The KPW-USD exchange rate has once again fallen into the mid- to high KPW 4,000 range. Falling expectations regarding trade as North Korean authorities strengthen quarantine measures along the Sino-North Korean border has apparently impacted the exchange rate.

As of Wednesday, the dollar rate was KPW 4,700 in Pyongyang, KPW 4,690 in Sinuiju, and KPW 4,620 in Hyesan. That represents a roughly 15% fall over 10 days when compared to Nov. 14, when the rate was KPW 5,500 in Pyongyang, KPW 5,500 in Sinuiju, and KPW 5,350 in Hyesan.

Since the closure of the border last year, North Korean exchange rates have fluctuated within 5% depending on expectations regarding trade. However, when the authorities take measures regarding trade or quarantine efforts, rates have tended to plummet more than 10%.

Daily NK has found that the Central Committee’s Organization and Guidance Department issued an order on Nov. 14 calling on the Central Emergency Anti-epidemic Headquarters, Ministry of State Security, and General Staff Department of the Korean People’s Army to strengthen quarantine rules along the Sino-North Korean border.

According to a high-ranking Daily NK source in North Korea, the order calls for strengthening border security during the winter and strict bans on drawing water from the Yalu River.

During the winter, local residents reportedly walk on the frozen river to the deep middle section, where they break the ice to draw water for use at home. 

Last August, the Ministry of Social Security declared a buffer zone extending one or two kilometers from the “border closure line,” warning that people or animals that enter the zone in a disorganized way would be “unconditionally fired upon.”

labor camp
A view of Yanggang Province from the Sino-North Korean border. / Image: Daily NK

However, even after the declaration, ordinary people living near the Yalu River, security guards of nearby schools and businesses and other individuals who received prior permission continued to go to the river to draw water.  
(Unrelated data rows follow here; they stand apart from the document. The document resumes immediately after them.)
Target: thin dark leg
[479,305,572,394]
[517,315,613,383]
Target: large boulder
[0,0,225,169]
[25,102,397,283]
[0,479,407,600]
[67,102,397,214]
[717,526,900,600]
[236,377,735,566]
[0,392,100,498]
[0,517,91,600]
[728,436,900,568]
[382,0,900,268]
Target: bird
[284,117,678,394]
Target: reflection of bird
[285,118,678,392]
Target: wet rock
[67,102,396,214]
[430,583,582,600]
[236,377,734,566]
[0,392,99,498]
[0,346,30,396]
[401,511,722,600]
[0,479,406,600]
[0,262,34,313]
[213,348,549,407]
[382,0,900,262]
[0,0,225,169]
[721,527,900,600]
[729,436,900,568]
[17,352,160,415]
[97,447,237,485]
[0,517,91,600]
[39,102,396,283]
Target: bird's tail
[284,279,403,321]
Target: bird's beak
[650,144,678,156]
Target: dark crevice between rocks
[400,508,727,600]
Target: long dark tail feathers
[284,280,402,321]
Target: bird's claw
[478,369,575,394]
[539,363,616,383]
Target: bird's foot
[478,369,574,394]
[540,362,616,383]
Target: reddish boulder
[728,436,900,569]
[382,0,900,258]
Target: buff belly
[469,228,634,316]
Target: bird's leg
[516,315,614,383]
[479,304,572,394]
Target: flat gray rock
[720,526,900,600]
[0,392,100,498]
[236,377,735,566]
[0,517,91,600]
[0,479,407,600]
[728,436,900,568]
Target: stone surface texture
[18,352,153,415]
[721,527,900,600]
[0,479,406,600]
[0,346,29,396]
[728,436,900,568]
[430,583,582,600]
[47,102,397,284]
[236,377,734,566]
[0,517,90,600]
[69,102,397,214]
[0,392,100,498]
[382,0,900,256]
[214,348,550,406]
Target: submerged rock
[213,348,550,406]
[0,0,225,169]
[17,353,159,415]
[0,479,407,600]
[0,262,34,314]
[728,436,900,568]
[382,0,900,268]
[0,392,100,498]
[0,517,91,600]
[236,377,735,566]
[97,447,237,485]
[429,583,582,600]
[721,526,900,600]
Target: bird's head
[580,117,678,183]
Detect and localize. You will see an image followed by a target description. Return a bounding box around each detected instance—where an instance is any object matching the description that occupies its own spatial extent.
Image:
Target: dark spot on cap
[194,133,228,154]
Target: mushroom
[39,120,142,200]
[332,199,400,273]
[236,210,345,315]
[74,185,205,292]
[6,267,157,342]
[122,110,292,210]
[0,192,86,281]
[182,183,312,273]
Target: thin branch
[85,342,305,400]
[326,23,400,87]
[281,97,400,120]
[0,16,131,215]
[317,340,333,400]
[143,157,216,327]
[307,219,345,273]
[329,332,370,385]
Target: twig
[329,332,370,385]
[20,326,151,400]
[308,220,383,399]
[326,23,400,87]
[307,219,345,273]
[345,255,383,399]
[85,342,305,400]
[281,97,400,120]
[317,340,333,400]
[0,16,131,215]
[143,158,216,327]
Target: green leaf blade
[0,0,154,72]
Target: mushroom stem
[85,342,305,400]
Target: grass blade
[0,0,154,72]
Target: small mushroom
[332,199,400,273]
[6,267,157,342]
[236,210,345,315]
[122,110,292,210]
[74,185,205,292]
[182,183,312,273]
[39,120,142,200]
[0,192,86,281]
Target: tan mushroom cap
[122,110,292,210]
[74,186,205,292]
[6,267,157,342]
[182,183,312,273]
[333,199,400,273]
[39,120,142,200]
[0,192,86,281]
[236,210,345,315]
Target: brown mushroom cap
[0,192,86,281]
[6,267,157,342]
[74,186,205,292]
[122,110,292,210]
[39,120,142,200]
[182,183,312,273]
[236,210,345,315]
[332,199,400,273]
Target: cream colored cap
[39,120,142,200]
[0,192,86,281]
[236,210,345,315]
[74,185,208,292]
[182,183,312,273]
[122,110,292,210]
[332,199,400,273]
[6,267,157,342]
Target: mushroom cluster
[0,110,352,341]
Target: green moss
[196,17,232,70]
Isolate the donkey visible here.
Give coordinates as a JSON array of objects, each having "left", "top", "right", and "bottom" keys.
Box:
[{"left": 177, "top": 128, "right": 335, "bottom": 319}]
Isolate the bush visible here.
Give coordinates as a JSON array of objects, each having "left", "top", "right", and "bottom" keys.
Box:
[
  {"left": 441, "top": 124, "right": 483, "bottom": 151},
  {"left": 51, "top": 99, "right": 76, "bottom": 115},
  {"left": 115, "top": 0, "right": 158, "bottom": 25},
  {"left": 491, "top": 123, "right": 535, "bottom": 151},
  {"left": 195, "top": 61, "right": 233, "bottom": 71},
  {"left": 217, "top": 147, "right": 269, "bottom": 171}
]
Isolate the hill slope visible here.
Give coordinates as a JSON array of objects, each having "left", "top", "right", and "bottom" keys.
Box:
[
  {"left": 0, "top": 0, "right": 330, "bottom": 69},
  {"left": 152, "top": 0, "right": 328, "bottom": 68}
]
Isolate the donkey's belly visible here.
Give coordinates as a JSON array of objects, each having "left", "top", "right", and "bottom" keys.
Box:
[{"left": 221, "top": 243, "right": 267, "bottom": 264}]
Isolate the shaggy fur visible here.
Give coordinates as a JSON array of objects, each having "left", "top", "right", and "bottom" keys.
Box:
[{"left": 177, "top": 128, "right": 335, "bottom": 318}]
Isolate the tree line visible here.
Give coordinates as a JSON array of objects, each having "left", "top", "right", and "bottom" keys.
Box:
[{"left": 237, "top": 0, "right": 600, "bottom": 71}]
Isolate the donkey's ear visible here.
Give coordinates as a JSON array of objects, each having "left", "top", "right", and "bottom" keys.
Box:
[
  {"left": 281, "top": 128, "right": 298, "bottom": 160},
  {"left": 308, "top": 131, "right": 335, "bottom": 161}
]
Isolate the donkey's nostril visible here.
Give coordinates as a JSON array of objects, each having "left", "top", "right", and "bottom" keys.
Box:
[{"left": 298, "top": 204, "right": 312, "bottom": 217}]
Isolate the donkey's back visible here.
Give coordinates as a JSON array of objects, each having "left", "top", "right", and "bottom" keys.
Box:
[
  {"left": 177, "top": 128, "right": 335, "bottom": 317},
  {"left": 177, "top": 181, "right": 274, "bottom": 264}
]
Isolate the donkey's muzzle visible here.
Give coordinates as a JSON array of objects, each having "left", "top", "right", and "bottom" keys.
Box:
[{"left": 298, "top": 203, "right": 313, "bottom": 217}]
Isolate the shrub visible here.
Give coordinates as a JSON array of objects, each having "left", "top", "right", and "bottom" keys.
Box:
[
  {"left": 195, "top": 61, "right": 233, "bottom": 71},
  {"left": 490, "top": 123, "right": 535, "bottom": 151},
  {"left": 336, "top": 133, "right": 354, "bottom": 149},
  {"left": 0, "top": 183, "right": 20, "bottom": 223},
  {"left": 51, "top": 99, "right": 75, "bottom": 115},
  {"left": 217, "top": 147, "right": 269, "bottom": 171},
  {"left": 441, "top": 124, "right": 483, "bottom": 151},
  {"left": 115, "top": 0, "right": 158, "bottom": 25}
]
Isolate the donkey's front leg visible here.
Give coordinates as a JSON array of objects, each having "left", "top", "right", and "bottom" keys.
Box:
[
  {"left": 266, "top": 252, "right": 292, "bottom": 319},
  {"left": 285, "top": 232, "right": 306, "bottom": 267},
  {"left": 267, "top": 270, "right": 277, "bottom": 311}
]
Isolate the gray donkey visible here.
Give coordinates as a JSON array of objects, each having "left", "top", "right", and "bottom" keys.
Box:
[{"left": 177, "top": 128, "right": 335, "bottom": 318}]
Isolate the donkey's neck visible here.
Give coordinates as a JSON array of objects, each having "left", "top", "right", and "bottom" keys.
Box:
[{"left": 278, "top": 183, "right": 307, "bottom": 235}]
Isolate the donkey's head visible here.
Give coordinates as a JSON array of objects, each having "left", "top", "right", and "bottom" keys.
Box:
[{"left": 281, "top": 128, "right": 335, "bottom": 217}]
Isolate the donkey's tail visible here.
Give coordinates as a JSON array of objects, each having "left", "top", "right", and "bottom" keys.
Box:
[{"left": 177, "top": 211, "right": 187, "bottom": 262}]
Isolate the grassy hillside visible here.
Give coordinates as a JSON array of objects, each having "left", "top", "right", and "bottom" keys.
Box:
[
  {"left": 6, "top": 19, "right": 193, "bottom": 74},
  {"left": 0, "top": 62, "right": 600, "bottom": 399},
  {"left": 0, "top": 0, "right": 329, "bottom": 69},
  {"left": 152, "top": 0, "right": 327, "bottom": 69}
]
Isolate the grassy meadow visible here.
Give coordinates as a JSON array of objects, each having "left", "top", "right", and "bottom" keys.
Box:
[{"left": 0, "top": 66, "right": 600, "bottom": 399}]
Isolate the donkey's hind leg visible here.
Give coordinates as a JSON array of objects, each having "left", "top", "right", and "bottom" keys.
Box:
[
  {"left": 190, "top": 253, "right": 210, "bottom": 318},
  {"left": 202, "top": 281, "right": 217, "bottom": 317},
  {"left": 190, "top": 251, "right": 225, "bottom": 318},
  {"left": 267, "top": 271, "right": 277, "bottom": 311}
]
This is because in certain border regions with poor waterwork facilities, you need to directly draw water from the river to secure water for daily use.

However, the North Korean authorities’ recent ban on drawing water from the Yalu River in winter appears largely aimed at preventing smuggling over the frozen river.

Smuggling activity usually increases in North Korea’s border regions in winter, when the rivers freeze. Even last winter, when North Korea closed the border and strengthened patrols, smuggling continued along the Yalu River.

With the latest order being relayed through the Central Emergency Anti-epidemic Headquarters, Ministry of State Security and General Staff Department to regional quarantine authorities, the border guard, the Seventh Corps and other organizations, it would seem expectations regarding the restart of trade were immediately put on hold as well.

North Koreans had hoped that trade restrictions would be relaxed around the time of the Lunar New Year, but that seems less likely to happen for now.

However, Daily NK confirmed that the RMB-KPW exchange rate fell less than the dollar rate. As of Wednesday, the yuan rate was KPW 587 in Pyongyang, KPW 595 in Sinuiju and KPW 600 in Hyesan, a fall of two to six percent from 10 days earlier.

Because most of the people who engage in official trade with trade certificates, or waku, use dollars, new quarantine measures that impact trade seemingly have an immediate effect on the dollar rate.

However, the authorities cannot completely eradicate smuggling despite tougher border controls, and moreover, smugglers along the border use yuan. Because of this, it appears the yuan rate fluctuates less dramatically.

The source said even now, smugglers along the border tend to use yuan, and that smuggling would continue one way or the other, no matter how the authorities close and enforce the border.